K Nearest Neighbour Algorithm doubt - algorithm

I am new to Artificial Intelligence. I understand K nearest neighbour algorithm and how to implement it. However, how do you calculate the distance or weight of things that aren't on a scale?
For example, distance of age can be easily calculated, but how do you calculate how near is red to blue? Maybe colours is a bad example because you still can say use the frequency. How about a burger to pizza to fries for example?
I got a feeling there's a clever way to do this.
Thank you in advance for your kind attention.
EDIT: Thank you all for very nice answers. It really helped and I appreciate it. But I am thinking there must be a way out.
Can I do it this way? Let's say I am using my KNN algorithm to do a prediction for a person whether he/she will eat at my restaurant that serves all three of the above food. Of course, there's other factors but to keep it simple, for the field of favourite food, out of 300 people, 150 loves burger, 100 loves pizza, and 50 loves fries. Common sense tells me favourite food affect peoples' decision on whether to eat or not.
So now a person enters his/her favourite food as burger and I am going to predict whether he/she's going to eat at my restaurant. Ignoring other factors, and based on my (training) previous knowledge base, common sense tells me that there's a higher chance the k nearest neighbours' distance for this particular field favourite food is nearer as compared to if he entered pizza or fries.
The only problem with that is that I used probability, and I might be wrong because I don't know and probably can't calculate the actual distance. I also worry about this field putting too much/too little weight on my prediction because the distance probably isn't to scale with other factors (price, time of day, whether the restaurant is full, etc that I can easily quantify) but I guess I might be able to get around it with some parameter tuning.
Oh, everyone put up a great answer, but I can only accept one. In that case, I'll just accept the one with highest votes tomorrow. Thank you all once again.
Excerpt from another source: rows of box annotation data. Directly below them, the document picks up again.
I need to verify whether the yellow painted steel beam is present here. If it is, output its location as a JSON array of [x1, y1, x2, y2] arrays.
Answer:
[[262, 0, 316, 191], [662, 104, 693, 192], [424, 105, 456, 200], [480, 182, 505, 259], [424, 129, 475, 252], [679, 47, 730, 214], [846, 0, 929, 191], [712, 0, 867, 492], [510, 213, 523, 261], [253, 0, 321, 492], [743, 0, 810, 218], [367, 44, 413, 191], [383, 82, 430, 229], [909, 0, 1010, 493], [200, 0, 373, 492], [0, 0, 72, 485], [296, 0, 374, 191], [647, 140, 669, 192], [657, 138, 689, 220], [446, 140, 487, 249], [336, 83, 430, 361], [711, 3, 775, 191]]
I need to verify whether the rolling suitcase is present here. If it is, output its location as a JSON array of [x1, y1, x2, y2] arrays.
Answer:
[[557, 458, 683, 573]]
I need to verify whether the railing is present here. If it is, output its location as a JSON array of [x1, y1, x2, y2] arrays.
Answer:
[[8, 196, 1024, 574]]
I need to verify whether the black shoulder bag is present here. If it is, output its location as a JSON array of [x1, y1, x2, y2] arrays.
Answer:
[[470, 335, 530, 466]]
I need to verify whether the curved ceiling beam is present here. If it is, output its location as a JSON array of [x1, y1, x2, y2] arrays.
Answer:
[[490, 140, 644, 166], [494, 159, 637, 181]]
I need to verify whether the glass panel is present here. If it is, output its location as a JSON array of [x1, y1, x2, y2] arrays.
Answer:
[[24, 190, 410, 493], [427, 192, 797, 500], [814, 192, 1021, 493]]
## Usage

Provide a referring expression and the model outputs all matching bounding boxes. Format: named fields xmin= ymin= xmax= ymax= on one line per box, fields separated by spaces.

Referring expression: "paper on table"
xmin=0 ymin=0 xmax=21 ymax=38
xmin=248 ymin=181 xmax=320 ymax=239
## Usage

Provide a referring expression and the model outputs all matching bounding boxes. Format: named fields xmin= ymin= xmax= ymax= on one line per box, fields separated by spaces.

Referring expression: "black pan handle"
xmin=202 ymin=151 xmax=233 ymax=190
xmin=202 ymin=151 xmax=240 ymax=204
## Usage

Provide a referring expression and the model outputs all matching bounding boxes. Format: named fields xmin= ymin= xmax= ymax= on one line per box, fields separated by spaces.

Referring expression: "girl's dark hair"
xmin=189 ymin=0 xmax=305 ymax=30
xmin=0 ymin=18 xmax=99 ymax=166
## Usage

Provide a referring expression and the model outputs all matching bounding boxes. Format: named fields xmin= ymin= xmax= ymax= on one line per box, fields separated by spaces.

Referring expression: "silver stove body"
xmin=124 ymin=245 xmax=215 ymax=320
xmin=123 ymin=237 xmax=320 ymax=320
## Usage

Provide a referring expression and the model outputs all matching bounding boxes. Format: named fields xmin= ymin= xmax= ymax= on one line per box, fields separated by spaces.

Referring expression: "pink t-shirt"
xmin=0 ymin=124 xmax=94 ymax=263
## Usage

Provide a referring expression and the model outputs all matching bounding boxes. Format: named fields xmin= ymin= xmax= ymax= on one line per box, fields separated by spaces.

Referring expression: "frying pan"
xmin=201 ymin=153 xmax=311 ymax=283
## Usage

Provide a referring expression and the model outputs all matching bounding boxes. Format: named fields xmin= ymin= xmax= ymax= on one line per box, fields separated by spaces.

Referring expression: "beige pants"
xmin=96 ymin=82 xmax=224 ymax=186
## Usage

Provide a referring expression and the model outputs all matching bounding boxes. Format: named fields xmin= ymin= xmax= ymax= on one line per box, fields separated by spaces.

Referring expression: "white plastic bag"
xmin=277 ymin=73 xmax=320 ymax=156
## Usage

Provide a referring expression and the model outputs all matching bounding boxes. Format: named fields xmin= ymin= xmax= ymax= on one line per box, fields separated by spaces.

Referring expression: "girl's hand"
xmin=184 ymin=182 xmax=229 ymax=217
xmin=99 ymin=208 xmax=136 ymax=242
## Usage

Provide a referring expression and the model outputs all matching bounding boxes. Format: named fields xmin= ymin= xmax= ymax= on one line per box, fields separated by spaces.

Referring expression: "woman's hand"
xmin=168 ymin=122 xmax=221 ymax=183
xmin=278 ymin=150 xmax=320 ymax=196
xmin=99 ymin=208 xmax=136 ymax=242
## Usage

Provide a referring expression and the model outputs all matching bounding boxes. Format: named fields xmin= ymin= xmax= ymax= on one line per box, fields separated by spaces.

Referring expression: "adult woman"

Represent all food for which you collect data as a "dimension" (or a column in a table).
Record "likes" for every person on whom you can collect data, and place the results in a table:
Burger | Pizza | Fries | Burritos | Likes my food
person1 1 | 0 | 1 | 1 | 1
person2 0 | 0 | 1 | 0 | 0
person3 1 | 1 | 0 | 1 | 1
person4 0 | 1 | 1 | 1 | 0
Now, given a new person, with information about some of the foods he likes, you can measure similarity to other people using a simple measure such as the Pearson Correlation Coefficient, or the Cosine Similarity, etc.
Now you have a way to find K nearest neighbors and make some decision..
For more advanced information on this, look up "collaborative filtering" (but I'll warn you, it gets math-y).

Well, 'nearest' implies that you have some metric on which things can be more or less 'distant'. Quantification of 'burger', 'pizza', and 'fries' isn't so much a KNN problem as it's about fundamental system modeling. If you have a system where you're doing analysis where 'burger', 'pizza', and 'fries' are terms, the reason for the system to exist is going to determine how they're quantified -- like if you're trying to figure out how to get the best taste and least calories for a given amount of money, then ta-da, you know what your metrics are. (Of course, 'best taste' is subjective, but that's another set of issues.)
It's not up to these terms to have inherent quantifiability and thereby to tell you how to design your system of analysis; it's up to you to decide what you're trying to accomplish and design metrics from there.

This is one of the problems of knowledge representation in AI. Subjectively plays a big part. Would you and me agree, for example, on the "closeness" of a burger, pizza and fries?
You'd probably need a look up matrix containing the items to be compared. You may be able to reduce this matrix if you can assume transitivity, but I think even that would be uncertain in your example.
The key may be to try and determine the feature that you are trying to compare on. For example, if you were comparing your food items on health, you may be able to get at something more objective.

If you look at "Collective Intelligence", you'll see that they assign a scale and a value. That's how Netflix is comparing movie rankings and such.
You'll have to define "nearness" by coming up with that scale and assigning values for each.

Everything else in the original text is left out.